My system info:
- OS: Ubuntu Desktop 18.04 LTS (4.15.0-55-generic)
Hi.
I am beginner and am trying to train some Korean character images for Korean recognition.
To understand how to train with Tesseract 4.0 LSTM, I followed Tesstrain.
I followed lines of Makefile in the Tesstrain step by step, and most of steps seemed to work fine until creating traineddata.
In detail:
1. I made box files and unicharset by following
this lines.
3. I made two split file lists for training and evaluation by following
this lines.
4. Before combining lang model, I downloaded radical-stroke.txt by following
this line, and 3 langdata files (kor.punc, kor.numbers, and kor.wordlist) from
this link.
I didn't download kor.config file because it cause an error that chi_tra.traineddata is needed.
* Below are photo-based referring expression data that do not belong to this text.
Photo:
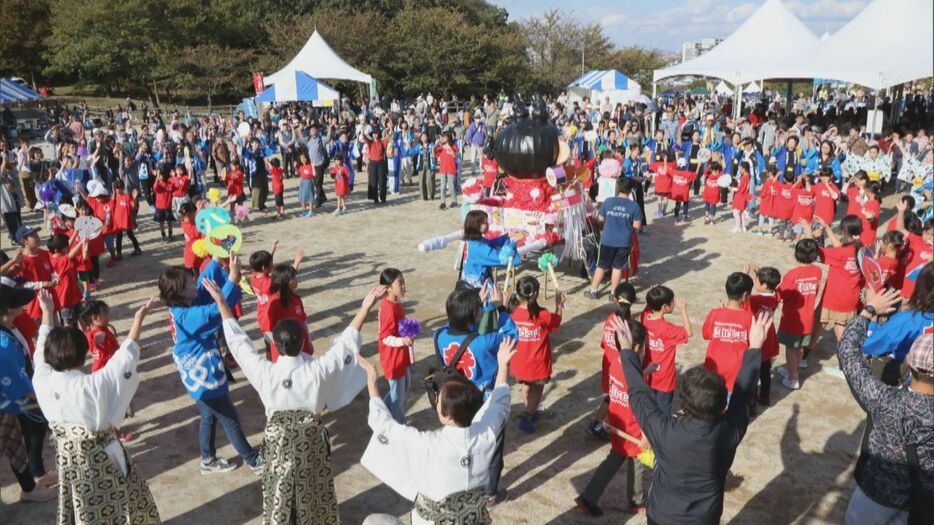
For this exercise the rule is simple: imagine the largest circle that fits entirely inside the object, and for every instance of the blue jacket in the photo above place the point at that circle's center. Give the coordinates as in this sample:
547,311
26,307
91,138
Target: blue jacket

6. Then I started LSTM training by following
this lines.
7. I tested them. The results are like:
lim@ubuntu:~/tools/tesstrain$ usr/bin/lstmeval --traineddata data/kor/kor.traineddata --model data/kor/checkpoints/kor_checkpoint --eval_listfile data/kor/list.eval
data/kor/checkpoints/kor_checkpoint is not a recognition model, trying training checkpoint...
Loaded 1/1 lines (1-1) of document data/ground-truth/kor.malgun.exp249.lstmf
Loaded 1/1 lines (1-1) of document data/ground-truth/kor.malgun.exp228.lstmf
Truth:먹
OCR :이
Truth:독
OCR :이
Loaded 1/1 lines (1-1) of document data/ground-truth/kor.malgun.exp197.lstmf
Loaded 1/1 lines (1-1) of document data/ground-truth/kor.malgun.exp41.lstmf
Truth:파
OCR :이
Truth:신
OCR :열
... (skip)
At iteration 0, stage 0, Eval Char error rate=133.33333, Word error rate=96.875
There seems to be no problem with the results.
8. I made traineddata output file.
lim@ubuntu:~/tools/tesstrain$ usr/bin/lstmtraining --stop_training \
--continue_from data/kor/checkpoints/kor_checkpoint \
--traineddata data/kor/kor.traineddata \
--model_output usr/share/tessdata/kor.traineddata
9. Then I used tesseract with kor.malgun.exp197.tif. the TIF file was shown to '이' when I followed step 7 (testing with lstmeval). So I expected the same result.
lim@ubuntu:~/tools/tesstrain$ usr/bin/tesseract data/ground-truth/kor.malgun.exp197.tif stdout -l kor --psm 6 > result
But the real result was totally mess. It's the result:

Why the results of `lstmeval` and `tesseract` are different?
Thank you...